「パクリ」指摘文化に辟易 ~やえもんvsトーマス ― 2009年10月26日 06:08
きかんしゃやえもんはトーマスのパクリですか?
実のところ、検索して自分で調べれば済みそうなのに、あやふやな意見を集める掲示板で解決しようとする人の気持ちが分からないのです。そんなに便利なシステムなのでしょうか。(すいません、自分には良さが分かりません。)
もっとも、覗いた掲示板での結論は比較的良い方で、原作絵本の発表年を比較して、客観的に終わっていました。
確かにデジタル的な数字だけ見れば「きかんしゃ やえもん」は1959年12月5日初版の阿川弘之(文)と岡部冬彦(絵)による絵本です。世間的に言う「きかんしゃトーマス」は1984年から英で放映のTV版を指しそうですが(日本では「ひらけ!ポンキッキ」内で1990年放映開始)、原作絵本「汽車のえほん」シリーズにはもっと長い歴史があります。
ウィルバート・オードリーの原作絵本は1945年に発表。(さらに付け加えるなら、トーマスは1946年発表の第二巻でデビュー。)ただし日本での出版は1973年に開始というタイムラグがある。

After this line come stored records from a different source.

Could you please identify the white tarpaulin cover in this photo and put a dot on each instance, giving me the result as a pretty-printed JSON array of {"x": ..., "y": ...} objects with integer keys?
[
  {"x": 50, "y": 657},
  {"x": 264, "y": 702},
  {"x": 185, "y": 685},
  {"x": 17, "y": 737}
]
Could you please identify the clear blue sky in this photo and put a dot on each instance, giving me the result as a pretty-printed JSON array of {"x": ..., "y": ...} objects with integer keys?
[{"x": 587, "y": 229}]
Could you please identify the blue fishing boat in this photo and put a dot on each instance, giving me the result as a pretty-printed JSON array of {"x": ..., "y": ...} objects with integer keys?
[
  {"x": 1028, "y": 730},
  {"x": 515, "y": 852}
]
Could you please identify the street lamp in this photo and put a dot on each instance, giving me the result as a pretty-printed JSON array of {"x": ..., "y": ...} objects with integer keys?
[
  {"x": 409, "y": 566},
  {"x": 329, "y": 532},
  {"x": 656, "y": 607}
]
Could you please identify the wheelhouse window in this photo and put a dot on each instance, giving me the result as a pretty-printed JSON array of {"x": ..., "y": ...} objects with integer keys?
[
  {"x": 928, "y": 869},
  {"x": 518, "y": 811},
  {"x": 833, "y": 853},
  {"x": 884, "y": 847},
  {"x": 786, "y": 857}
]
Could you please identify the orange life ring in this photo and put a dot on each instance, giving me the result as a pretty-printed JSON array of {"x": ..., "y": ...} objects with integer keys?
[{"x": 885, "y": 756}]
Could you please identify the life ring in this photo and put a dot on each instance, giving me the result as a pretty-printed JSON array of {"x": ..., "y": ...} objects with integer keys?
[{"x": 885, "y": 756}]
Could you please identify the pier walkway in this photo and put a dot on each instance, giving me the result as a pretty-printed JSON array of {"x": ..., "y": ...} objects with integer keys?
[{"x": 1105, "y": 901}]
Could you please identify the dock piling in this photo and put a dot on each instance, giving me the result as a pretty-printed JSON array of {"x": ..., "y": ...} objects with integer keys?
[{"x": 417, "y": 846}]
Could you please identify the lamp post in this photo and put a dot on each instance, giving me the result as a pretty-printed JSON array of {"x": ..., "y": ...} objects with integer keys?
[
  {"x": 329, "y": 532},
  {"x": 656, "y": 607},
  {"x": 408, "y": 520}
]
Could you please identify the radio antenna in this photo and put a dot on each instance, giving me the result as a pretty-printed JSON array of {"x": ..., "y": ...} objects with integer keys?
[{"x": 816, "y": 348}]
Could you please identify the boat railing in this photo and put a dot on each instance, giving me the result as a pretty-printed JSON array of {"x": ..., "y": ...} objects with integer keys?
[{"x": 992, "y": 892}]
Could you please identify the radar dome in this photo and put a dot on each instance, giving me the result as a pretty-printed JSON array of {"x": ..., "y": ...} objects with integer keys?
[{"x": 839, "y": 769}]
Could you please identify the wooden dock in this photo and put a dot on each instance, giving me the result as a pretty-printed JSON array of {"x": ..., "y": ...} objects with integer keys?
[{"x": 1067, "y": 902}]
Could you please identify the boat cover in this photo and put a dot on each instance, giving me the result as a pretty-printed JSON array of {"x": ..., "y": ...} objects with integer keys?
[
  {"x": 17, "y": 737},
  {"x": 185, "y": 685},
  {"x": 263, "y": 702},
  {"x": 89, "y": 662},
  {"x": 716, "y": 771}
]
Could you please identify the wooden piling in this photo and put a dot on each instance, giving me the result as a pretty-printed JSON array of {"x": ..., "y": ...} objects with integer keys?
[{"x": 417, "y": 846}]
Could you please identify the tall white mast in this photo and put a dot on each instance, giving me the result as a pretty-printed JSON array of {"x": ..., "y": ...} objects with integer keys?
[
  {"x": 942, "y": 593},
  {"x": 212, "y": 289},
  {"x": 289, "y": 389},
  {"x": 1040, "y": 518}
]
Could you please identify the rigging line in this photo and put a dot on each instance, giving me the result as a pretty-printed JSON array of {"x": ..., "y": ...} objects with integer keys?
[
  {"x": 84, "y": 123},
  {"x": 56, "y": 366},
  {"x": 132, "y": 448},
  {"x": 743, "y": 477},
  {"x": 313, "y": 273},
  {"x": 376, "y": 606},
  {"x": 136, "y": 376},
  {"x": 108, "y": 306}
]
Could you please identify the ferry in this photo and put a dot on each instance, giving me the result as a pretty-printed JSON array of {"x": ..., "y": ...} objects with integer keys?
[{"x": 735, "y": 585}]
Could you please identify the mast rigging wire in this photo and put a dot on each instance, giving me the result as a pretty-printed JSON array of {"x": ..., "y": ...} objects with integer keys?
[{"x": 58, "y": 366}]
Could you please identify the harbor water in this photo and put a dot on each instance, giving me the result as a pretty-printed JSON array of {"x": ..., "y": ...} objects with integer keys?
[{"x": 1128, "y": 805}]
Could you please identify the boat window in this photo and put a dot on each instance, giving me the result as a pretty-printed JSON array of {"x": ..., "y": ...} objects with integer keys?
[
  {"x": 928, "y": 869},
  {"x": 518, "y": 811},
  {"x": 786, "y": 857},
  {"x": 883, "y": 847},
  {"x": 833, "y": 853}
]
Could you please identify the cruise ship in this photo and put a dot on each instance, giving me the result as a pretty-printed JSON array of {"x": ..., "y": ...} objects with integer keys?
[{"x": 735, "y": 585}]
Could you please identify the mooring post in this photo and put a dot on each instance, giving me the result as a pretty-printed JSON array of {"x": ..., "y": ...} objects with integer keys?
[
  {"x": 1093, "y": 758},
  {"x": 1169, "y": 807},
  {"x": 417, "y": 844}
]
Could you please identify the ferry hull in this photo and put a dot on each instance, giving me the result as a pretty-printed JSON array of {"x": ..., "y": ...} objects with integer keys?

日本というローカルな環境を見れば「やえもん」が先輩だし、世界的な視野で考えれば「トーマス(汽車のえほん)」の方が先輩なのです。 この2者の絵本が出版される背景には日本で60年代後半から、蒸機全廃になる1975年ごろに沸き起こった“SLブーム”を無視することはできません。
「やえもん」は徐々に時代に押され立場が弱くなった発表当時が投影されているし、次々と現役引退するSLが実際にあった時代の作品。かたや「汽車のえほん」はオリジナルが1946年の出版だとしても、作者自身が子供に聞かせた古いイギリス鉄道の原風景。
作品が長期化するにつれ、時代の違うのりものたちが多数登場し個性を競い合う世界になっていますが、その背景には絶対的な違いがあります。
「汽車のえほん」シリーズは、運良くTV放映される以前に日本でも出版されファンを開拓することに成功しました。しかし、SLブームに当て込んだ出版であることは想像に難しくありません。
ことによれば現在だって出版されていないマイナー絵本になっていた可能性だってあるでしょう。何しろ、オリジナル絵本は続巻が途絶えて久しい状況。現在、日本では原作ではなく、わざわざTV版から起こした絵本しか続刊されなくなってしまっているのですから。
そんな環境まで含めて、両者を思うと人気のあるキャラクターとして現在まで生き残っていることにありがたさすら感じるのです。
愛着のない人間にとって単純に“顔のついたのりもの”として似て見えるのはしょうがありません。でも、顔のついた擬人化のりものキャラクターなんて2者に限らずごまんといますよ。
「パクリ」呼ばわりって、どうなの。
言うまでもなく「ぱくる」は盗むことの俗語。穏やかではありません。日本人は海外の技術を上手に真似し、独自に技術発展させたと評価されることも多くありますが、こと創作物に関してはどうも漫画・アニメの世界的な評価に酔ってしまったのか、気軽に他者を盗っ人呼ばわりするようになってしまいました。技術革新のためにも他者の良いところは真似て、独自のよさを出していくのはフィクションの世界でも決してとがめられるものではありません。仮に日本が鎖国したまま現在になったとして、この漫画・アニメ文化の隆盛はありえなかったでしょう。(ちょっと飛躍しすぎか。)
感情論として、愛した作品の何かに似ている別の作品を見たら影響の関係を知りたくなったり、気分を害するケースもあるでしょう。でも、最低限“盗っ人”だと声高に叫ぶなら、その声には責任があってしかるべきだと思うのです。ネットだから、ハンドルネームだからと責任から逃げるのではなく言ったなりに勉強をして欲しいと自分は考えます。
それに盗作認定するには、被害をこうむると著作権者が感じているか、実際にマイナスなのかが問題です。お店で万引きを見たとして客同士で騒いでもしょうがない。現状のネットで見る「パクリ論争」って、結局のところ両者の作品のファンが傷つけあってるだけで、何も生んでないように感じてしまう。
これって、作り手の端くれとしての感情なんですかね。仮に単なるファン(受け手)だとしても、自分はきっと同じように考えそうなのですが。そんな“環境”の“もしも”を考えつつ、ガッカリしてしまっています。
きかんしゃやえもんはトーマスのパクリですか?
否! 生んだ環境がまるで違う! テーマが違う! 国土性が、まるで違う! ファンにとっては表層のみで語って欲しくないよ。